Otro traspié y Gonzalo perdió de nuevo el equilibrio y volvió a apoyar su mano en un árbol. Fue solo un instante, pero le empezó a arder la palma de su mano con una quemazón como la que provoca la llama de una vela. Cuando la retiró, la tenía enrojecida. Ante la queja de Gonzalo, Manuel se giró y vio aterrado lo que había pasado. Fue muy rápido. Gonzalo empezó a sentirse mal, con ganas de vomitar y con una tremenda flojera en sus rodillas. Vio como Manuel tomaba su mano y la ponía contra su boca, absorbía y escupía. Luego, sintió que Manuel lo cargaba en sus hombros y, trabajosamente, caminaba por la selva, de vuelta a la misión.

Ya no fue consciente de nada más. Cayó en un sueño profundo.

Cuando despertó, se encontraba en la enfermería de la misión. Tenía la mano vendada y la notaba hinchada. El padre enfermero salió corriendo en cuanto vio que Gonzalo había abierto los ojos y al poco rato entró don Celso.

—¿Cómo estás, Gonzalo?

—No lo sé. ¿Qué ha pasado?

—Eso es lo que quiero que me expliques. ¿Qué ha pasado? —preguntó el cura con severidad.

Gonzalo empezó a recordar sus últimos minutos de consciencia, al tiempo que iba trabando una historia que no implicara a Manuel y en la que él apareciera como el único responsable de lo que había sucedido.

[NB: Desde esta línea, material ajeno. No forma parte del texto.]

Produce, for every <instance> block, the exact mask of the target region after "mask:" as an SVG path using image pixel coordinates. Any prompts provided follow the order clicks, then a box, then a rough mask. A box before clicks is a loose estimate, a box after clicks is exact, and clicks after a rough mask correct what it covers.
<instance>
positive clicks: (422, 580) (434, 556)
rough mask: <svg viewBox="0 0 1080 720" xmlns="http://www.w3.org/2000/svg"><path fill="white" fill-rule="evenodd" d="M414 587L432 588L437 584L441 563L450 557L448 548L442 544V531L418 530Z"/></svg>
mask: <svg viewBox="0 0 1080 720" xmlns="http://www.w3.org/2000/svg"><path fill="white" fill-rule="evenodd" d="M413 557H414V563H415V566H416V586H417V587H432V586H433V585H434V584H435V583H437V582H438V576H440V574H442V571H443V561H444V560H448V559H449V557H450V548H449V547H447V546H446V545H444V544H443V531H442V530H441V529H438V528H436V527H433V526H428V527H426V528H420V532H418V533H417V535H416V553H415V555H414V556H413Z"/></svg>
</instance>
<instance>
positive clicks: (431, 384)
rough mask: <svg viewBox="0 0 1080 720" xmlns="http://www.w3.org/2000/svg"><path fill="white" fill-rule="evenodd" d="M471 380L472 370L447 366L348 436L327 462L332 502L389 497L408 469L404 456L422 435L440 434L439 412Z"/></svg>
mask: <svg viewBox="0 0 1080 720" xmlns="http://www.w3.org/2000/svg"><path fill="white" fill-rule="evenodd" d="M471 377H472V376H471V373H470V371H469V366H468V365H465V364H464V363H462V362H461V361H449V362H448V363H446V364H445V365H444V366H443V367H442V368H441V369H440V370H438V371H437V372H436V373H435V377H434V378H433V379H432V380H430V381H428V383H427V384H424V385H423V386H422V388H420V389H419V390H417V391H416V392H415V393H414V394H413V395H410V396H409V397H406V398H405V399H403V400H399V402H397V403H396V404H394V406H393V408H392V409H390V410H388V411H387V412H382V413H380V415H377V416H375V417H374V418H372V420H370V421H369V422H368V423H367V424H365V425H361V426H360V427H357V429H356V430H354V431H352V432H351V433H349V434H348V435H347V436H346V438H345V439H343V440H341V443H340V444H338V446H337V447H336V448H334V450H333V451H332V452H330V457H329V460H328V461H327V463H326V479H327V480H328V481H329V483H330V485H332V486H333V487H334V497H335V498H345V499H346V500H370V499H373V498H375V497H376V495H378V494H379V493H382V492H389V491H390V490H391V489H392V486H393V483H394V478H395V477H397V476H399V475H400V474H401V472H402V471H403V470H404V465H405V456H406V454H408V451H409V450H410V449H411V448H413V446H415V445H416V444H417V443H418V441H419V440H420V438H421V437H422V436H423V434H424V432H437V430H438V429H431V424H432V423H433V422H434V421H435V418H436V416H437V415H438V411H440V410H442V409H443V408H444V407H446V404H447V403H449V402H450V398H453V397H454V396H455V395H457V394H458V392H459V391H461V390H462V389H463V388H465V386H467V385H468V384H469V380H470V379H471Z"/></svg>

—No sé lo que pasó. Me ha picado algo.

—¿Dónde fue eso?

—En la mano.

Don Celso le soltó un capón.

—Gonzalo, no te burles de mí —dijo enfadado—. ¿Qué hacías en la selva? ¿Acaso no sabes de sobra que está prohibido?

—Fui a…, fui a… —balbuceó el chico con el cerebro aún demasiado pesado para pensar con agilidad.

—Me da igual a qué fuiste. Desobedeciste y el Señor te ha castigado. ¿Necesitas alguna señal más de su justicia? ¿Algún latigazo, acaso?

—No, padre. Por favor —respondió Gonzalo aterrado.

—Escúchame bien, Gonzalo. Ésta ha sido tu última aventura. Tenlo claro. Otro desmán y te aseguro que probarás los latigazos.

Cuando se hubo repuesto, volvió al dormitorio. Caminó hacia su cama y, al pasar por la que ocupaba Manuel, vio que estaba deshecha y que el colchón estaba enrollado.

—Se ha ido —contestó Mateo a su mirada interrogante.

—¿Adónde?

—No lo sé. Supongo que a la mina. Se lo llevó Vicente a la mañana siguiente de tu accidente. Don Celso dice que intentó huir después de traerte, pero lo pillaron y lo metieron en una habitación con llave hasta que vino Vicente a llevárselo.

Mateo y Gonzalo se habían quedado sin su amigo. Por miedo al látigo, ninguno de los dos se atrevió a preguntar qué había sido de él. Y Gonzalo no volvería a la selva hasta pasados algunos años.